Colin Neill, Chief Executive of Hospitality Ulster (Justin Kernoghan/Belfast Live)

"To break even on cod and chips, you need to be charging £10. You add that to a café and restaurant who have to pay for the extra sit-in costs as well, it's difficult for businesses.

"For an electric pizza oven, it takes the guts of £300 a day to heat it at the minute, you have to do a lot of pizzas on a Monday, Tuesday, or Wednesday to break even with that. It's maybe viable on the weekend, but we're seeing people saying they can't do those numbers and are instead closing during the week.

"Staff shortages mean you're concentrating your staff on busy days. The start of the week typically isn't busy, where people would have maybe went out for lunch specials, they just can't afford to do that now.

"We're in a position where a huge chunk of the industry are struggling to even break-even and we're faced with probably more inflationary costs at the end of the summer."

He said Hospitality Ulster are inundated with calls every day from concerned business owners worrying about keeping the doors open.

"I fear this is going to grow as the summer goes on, then as we hit autumn it will continue to get worse, as people will have to turn on their heating, all the back to school costs, and it's looking like there will be further inflationary costs by then," Colin said.

In order to help the industry recovery, he said it needs the same sort of government support it received throughout lockdown.

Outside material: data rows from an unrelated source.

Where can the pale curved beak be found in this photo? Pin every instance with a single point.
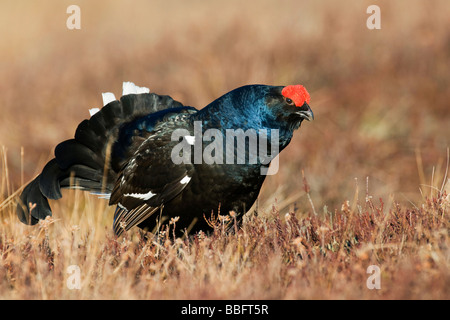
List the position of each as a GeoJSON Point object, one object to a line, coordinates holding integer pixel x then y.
{"type": "Point", "coordinates": [306, 112]}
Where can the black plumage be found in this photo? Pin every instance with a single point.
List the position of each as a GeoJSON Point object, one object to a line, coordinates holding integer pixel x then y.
{"type": "Point", "coordinates": [127, 150]}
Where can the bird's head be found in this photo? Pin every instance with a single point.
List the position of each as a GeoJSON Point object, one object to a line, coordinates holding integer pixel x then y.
{"type": "Point", "coordinates": [262, 107]}
{"type": "Point", "coordinates": [286, 107]}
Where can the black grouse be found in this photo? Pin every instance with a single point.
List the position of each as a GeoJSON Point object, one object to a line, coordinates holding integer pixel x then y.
{"type": "Point", "coordinates": [156, 159]}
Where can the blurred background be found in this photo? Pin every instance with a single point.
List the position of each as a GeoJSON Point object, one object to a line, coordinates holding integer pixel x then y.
{"type": "Point", "coordinates": [380, 97]}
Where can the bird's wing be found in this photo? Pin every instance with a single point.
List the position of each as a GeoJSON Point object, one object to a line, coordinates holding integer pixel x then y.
{"type": "Point", "coordinates": [148, 180]}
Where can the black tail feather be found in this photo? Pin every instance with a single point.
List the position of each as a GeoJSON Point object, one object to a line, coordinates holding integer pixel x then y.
{"type": "Point", "coordinates": [81, 161]}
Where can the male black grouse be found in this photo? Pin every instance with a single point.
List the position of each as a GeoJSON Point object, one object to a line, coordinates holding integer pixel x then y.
{"type": "Point", "coordinates": [157, 159]}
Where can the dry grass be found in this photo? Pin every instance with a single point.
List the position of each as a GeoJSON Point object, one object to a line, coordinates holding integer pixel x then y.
{"type": "Point", "coordinates": [380, 99]}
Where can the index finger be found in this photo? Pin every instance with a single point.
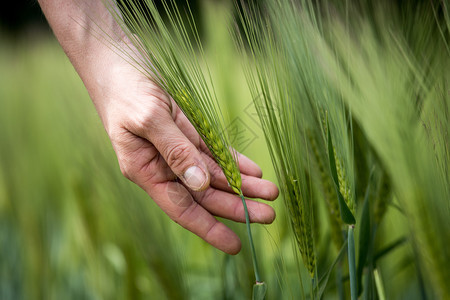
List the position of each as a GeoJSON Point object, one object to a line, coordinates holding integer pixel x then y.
{"type": "Point", "coordinates": [176, 201]}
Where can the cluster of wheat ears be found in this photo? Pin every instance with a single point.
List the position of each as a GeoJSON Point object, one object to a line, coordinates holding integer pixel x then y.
{"type": "Point", "coordinates": [353, 101]}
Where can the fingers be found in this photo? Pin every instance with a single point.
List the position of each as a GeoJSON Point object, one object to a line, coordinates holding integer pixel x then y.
{"type": "Point", "coordinates": [180, 154]}
{"type": "Point", "coordinates": [176, 201]}
{"type": "Point", "coordinates": [229, 206]}
{"type": "Point", "coordinates": [252, 187]}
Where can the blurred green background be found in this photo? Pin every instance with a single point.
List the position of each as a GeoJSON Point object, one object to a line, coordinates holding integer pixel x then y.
{"type": "Point", "coordinates": [72, 227]}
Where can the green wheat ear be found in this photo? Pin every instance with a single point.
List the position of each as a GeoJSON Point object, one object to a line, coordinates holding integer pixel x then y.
{"type": "Point", "coordinates": [169, 52]}
{"type": "Point", "coordinates": [212, 139]}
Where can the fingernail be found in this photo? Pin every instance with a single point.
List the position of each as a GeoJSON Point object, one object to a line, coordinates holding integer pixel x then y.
{"type": "Point", "coordinates": [194, 177]}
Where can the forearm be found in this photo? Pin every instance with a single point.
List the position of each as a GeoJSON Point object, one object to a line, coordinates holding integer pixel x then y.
{"type": "Point", "coordinates": [84, 28]}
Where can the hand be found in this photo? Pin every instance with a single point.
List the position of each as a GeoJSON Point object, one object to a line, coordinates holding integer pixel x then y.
{"type": "Point", "coordinates": [158, 149]}
{"type": "Point", "coordinates": [156, 146]}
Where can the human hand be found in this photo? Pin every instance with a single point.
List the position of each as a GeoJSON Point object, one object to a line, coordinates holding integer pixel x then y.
{"type": "Point", "coordinates": [156, 146]}
{"type": "Point", "coordinates": [159, 150]}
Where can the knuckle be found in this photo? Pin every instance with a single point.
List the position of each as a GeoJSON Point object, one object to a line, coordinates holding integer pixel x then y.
{"type": "Point", "coordinates": [176, 157]}
{"type": "Point", "coordinates": [216, 171]}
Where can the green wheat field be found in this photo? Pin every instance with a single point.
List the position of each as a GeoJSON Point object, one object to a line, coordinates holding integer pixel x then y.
{"type": "Point", "coordinates": [347, 112]}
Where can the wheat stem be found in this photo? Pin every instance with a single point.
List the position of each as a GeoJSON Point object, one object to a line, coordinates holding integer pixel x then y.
{"type": "Point", "coordinates": [351, 262]}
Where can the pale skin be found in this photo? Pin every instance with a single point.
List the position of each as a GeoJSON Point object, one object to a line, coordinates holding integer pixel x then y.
{"type": "Point", "coordinates": [156, 146]}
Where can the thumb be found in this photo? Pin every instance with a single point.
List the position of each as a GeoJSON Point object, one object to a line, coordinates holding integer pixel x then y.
{"type": "Point", "coordinates": [183, 158]}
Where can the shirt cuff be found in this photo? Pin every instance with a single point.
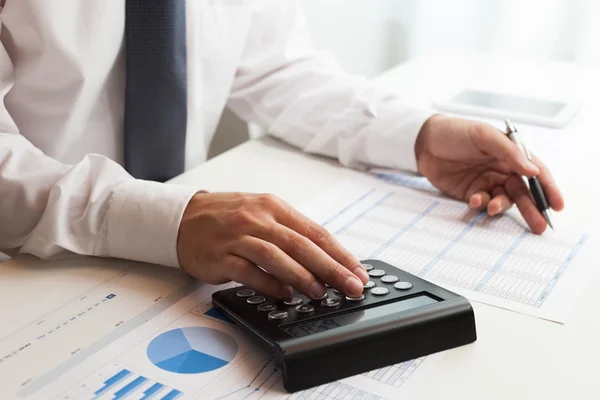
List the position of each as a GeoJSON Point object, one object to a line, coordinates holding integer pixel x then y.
{"type": "Point", "coordinates": [391, 134]}
{"type": "Point", "coordinates": [143, 221]}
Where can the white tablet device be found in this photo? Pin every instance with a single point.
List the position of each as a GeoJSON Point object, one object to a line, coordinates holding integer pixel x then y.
{"type": "Point", "coordinates": [528, 110]}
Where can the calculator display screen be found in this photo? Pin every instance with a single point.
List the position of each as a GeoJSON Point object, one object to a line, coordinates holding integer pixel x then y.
{"type": "Point", "coordinates": [326, 324]}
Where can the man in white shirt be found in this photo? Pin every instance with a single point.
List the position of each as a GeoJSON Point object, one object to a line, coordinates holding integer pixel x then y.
{"type": "Point", "coordinates": [104, 100]}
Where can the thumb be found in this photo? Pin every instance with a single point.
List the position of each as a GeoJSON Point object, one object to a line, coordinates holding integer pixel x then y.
{"type": "Point", "coordinates": [498, 145]}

Colin added: "Behind the scenes, our costs of doing business are already up 18% with inflation and I see that rising as well. It's going to be awfully tough and we will lose businesses and jobs unless Westminster intervenes.

"We came out of Covid and thanks to government support most of the industry survived, and they wouldn't have without that support. But we did come out thinking let's concentrate on rebuilding the industry.

"Unfortunately this has now hit an industry that has no financial reserves to subsidise themselves for months. My fear is we're just going to see this escalate uncontrollably, and it's an absolute sin because we have such a thriving range of hospitality businesses here."